I haven't really reached out to my Tasmanian correspondent in recent weeks. Ever since our road trip and the associated "unpleasantness" I thought I had better leave her to calm down for a while. As to the unpleasantness itself, my lips are sealed. All I will say is that it involved an unlocked door, some "special" clothing I own and a box of kumquats. However, since this blog long passed the point where I can sustain it with my own creativity I forced myself to make the connection. Fortunately she appeared to be prepared to let bygones be bygones and greeted me in her usual style.
"What the hell do you want you depraved freak?"
I mentioned that the whole point of being a correspondent is that she's supposed to correspond every so often but it turned out she had good reason for her silence. Her palms were covered in fungus. I made the appropriate sympathetic noises and offered to send her some penicillin. I have a large store of this since I physically can't consume all of the medications my tech support press on me. Besides some of them claw their way out of the boxes and escape.
At some point during the obscenity riddled rant that followed I did glean the fact that she was referring to her house plants and not, as I had first thought, an unfortunate medical condition. Although I guess its pretty unfortunate for the palms. My tech support who were listening in suggested scouring the palms with acid. When I pointed out that we were talking about plants they retracted their advice and subsided into silence.
In fact my correspondent is doing the lowgrade, domestic version of scouring them with acid. She's spraying them with apple cider vinegar. If nothing else they should be delicious by the time the fungus kills them off. With the diseased plant situation safely under control my correspondent unbent sufficiently to provide me with the latest information from her little patch of Tasmania.
One of her fish is continually faking its death. As alert readers of this blog will be aware fish don't generally need to fake their death once they enter the care of my correspondent. However the unexpected survival of quite a few of the fish she possesses has prompted every friend, relative and random stranger with an unwanted piscine to dump them on her and then flee the state. The result of which is that her home is starting to resemble a low rent aquarium with fungus riddled palms.

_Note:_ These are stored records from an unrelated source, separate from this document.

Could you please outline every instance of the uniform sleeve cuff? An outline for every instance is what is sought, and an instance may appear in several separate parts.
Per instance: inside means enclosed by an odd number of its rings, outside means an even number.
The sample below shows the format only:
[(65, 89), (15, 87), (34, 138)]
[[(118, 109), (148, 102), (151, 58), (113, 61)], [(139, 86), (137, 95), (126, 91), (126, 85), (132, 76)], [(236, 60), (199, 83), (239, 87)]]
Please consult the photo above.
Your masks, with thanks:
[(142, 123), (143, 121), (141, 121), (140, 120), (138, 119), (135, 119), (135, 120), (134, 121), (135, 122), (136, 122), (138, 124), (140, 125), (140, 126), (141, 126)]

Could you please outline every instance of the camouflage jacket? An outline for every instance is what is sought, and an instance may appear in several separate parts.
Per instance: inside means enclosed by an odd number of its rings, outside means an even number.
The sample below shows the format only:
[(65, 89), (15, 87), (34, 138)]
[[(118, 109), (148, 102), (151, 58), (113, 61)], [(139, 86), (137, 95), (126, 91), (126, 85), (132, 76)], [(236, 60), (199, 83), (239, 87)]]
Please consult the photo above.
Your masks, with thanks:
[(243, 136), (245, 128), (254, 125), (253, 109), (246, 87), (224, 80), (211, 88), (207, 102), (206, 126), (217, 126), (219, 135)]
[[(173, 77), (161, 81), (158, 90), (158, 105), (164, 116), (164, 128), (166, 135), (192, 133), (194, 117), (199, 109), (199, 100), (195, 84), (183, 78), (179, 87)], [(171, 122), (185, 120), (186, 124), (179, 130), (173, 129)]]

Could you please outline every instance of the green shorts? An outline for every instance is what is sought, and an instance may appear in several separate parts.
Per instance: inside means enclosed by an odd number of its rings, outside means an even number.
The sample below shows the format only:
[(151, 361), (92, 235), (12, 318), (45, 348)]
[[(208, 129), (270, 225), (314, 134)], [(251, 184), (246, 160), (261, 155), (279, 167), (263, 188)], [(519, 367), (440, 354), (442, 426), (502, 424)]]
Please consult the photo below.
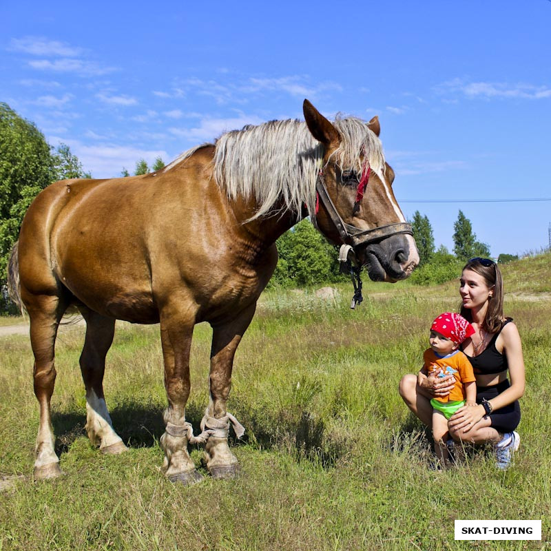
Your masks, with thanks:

The child who presented the fish in question warned my correspondent that it was a drama queen. My correspondent replied with the kindly warmth adults use to hide their contempt when children say something particularly stupid and ignored it. The next day the fish was floating belly up in the fish tank. With a weary sigh (and no doubt a sense of deja vu) my correspondent went off to fetch a net to snag the floating corpse and return it to the sea via the sewage system. On her return said fish was happily swimming around down at the bottom of the tank. It has done this several times now and it has got to the point where when the thing finally dies my correspondent is likely to leave it floating in the tank for a month out of sheer skepticism.
With diseased palms and semi dead fish removed as talking points my correspondent turned instead to the lockdown I am currently suffering under with great glee. Apparently my being locked down is something she feels is long overdue. When I pointed out that the entire of Greater Sydney was locked down as well she thought that was a little unfair but worth it if it stopped me leaving the house.